フィギュアスケート男子で10年バンクーバー・オリンピック(五輪)7位入賞のプロスケーター織田信成氏(32)がアイススケート部監督を務めていた関大に対する不信感をつづった件で、関大の芝井敬司学長は4日、同大学の公式サイトで見解を示した。

冒頭で「私たち関西大学は慎重に対応してきたつもりですが、結果として織田信成さんの心情を十分に斟酌できず、事態を適切に収拾できなかったことを深く反省しています。今後とも、誠意をもって対話を続けたいと思います」とつづった。

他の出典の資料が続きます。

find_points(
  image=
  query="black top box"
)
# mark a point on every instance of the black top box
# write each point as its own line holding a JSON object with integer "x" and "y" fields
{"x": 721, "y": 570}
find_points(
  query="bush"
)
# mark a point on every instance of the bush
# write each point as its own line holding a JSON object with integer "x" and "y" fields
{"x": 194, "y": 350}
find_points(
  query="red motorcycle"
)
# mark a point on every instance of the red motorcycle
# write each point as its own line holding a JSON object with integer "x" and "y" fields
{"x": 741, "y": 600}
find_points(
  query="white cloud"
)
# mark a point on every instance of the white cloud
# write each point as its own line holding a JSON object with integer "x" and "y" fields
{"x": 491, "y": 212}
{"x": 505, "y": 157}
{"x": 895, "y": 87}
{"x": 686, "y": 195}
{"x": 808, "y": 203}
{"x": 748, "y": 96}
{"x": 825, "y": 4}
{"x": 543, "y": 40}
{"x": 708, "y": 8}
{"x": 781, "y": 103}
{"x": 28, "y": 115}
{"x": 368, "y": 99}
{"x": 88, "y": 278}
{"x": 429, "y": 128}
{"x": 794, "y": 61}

同大学は9月9日、同日付で織田氏がアイススケート部監督を退任すると発表。その際に理由が「多忙」とされていたことに対し、織田氏は同29日に自身のブログで「本当の理由はリンク内で私に対して嫌がらせやモラハラ行為があった」と反論。春から体調を崩していたことを明かし、大学側の対応が誠意に欠けると指摘した。

双方は弁護士などを交えて、7月に会談。織田氏は2カ月経過しても報告がなく「このままでは何も変わらないだろうと半ば諦めた気持ち」で職を辞したという。さらには「辞任してから事実とは違う内容が関西大学側から発表され、精神的に耐えられなかった」と思いを率直に記していた。

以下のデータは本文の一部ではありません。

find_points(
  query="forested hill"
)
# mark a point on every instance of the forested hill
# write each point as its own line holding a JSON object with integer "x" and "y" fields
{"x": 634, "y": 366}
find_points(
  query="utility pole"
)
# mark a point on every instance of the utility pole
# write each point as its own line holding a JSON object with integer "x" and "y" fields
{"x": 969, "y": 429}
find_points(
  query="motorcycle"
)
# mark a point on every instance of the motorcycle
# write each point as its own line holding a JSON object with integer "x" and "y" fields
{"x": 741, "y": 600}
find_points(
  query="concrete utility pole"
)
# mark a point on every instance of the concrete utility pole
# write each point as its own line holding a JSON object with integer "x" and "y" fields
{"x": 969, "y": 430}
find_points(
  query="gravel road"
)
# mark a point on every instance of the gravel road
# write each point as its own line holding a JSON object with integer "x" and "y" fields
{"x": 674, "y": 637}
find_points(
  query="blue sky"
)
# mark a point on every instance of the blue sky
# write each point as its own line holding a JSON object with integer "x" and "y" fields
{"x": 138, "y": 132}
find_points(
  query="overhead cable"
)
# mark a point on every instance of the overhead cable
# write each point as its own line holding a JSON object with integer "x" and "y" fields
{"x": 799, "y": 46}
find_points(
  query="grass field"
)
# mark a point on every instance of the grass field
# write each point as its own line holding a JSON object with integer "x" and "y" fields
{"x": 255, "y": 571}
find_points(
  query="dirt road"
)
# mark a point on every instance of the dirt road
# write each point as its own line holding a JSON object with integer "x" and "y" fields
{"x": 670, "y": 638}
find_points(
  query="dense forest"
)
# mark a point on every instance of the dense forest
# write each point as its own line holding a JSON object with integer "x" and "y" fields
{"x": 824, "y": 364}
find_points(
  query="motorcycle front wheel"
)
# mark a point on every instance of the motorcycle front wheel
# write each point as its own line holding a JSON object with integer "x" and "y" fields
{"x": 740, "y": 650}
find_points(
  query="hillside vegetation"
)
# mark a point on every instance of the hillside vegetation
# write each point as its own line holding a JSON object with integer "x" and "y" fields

一方、関大は9月30日夕方に見解を発表。7月に織田氏側から指導方法などに関して強い要望があったとし「複数の関係者に対してヒアリングを行ってまいりましたが、総合的にみて、その要望を受け入れることは妥当でないと判断しました」。織田氏の体調を考慮し、結果を伝える準備を慎重にしていたところ、同氏から辞任の申し入れを受けたと説明した。加えて退任発表は、所属事務所と十分協議した上だったと主張していた。

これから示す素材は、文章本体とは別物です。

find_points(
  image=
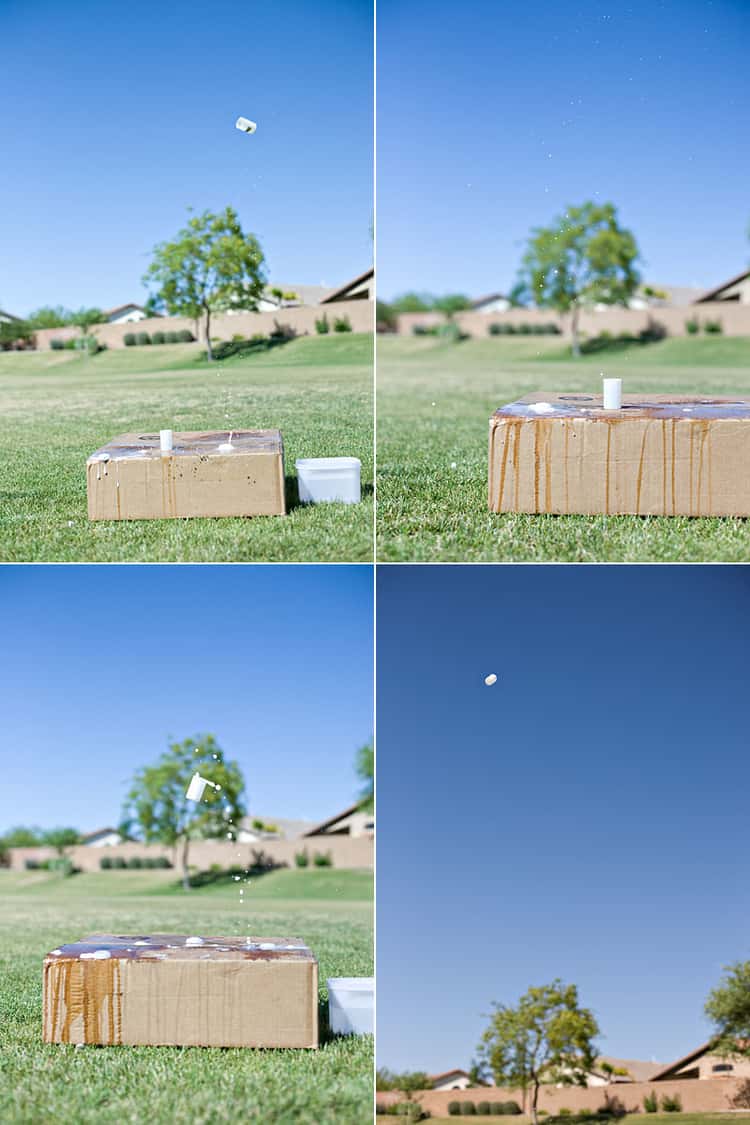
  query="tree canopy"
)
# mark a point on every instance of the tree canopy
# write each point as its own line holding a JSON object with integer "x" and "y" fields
{"x": 156, "y": 808}
{"x": 209, "y": 264}
{"x": 728, "y": 1007}
{"x": 547, "y": 1037}
{"x": 364, "y": 766}
{"x": 584, "y": 258}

この日、芝井学長は「最優先に考えなければならないのは、アイスアリーナで日々練習に励む、多くの大学生、生徒、子どもたちです。フィギュアスケート競技が本格シーズンに突入し、大切な時期を迎えています。関西大学は、たかつきアイスアリーナに集うすべての利用者の静謐な練習環境の維持・向上に最大限努めます」とコメントを寄せた。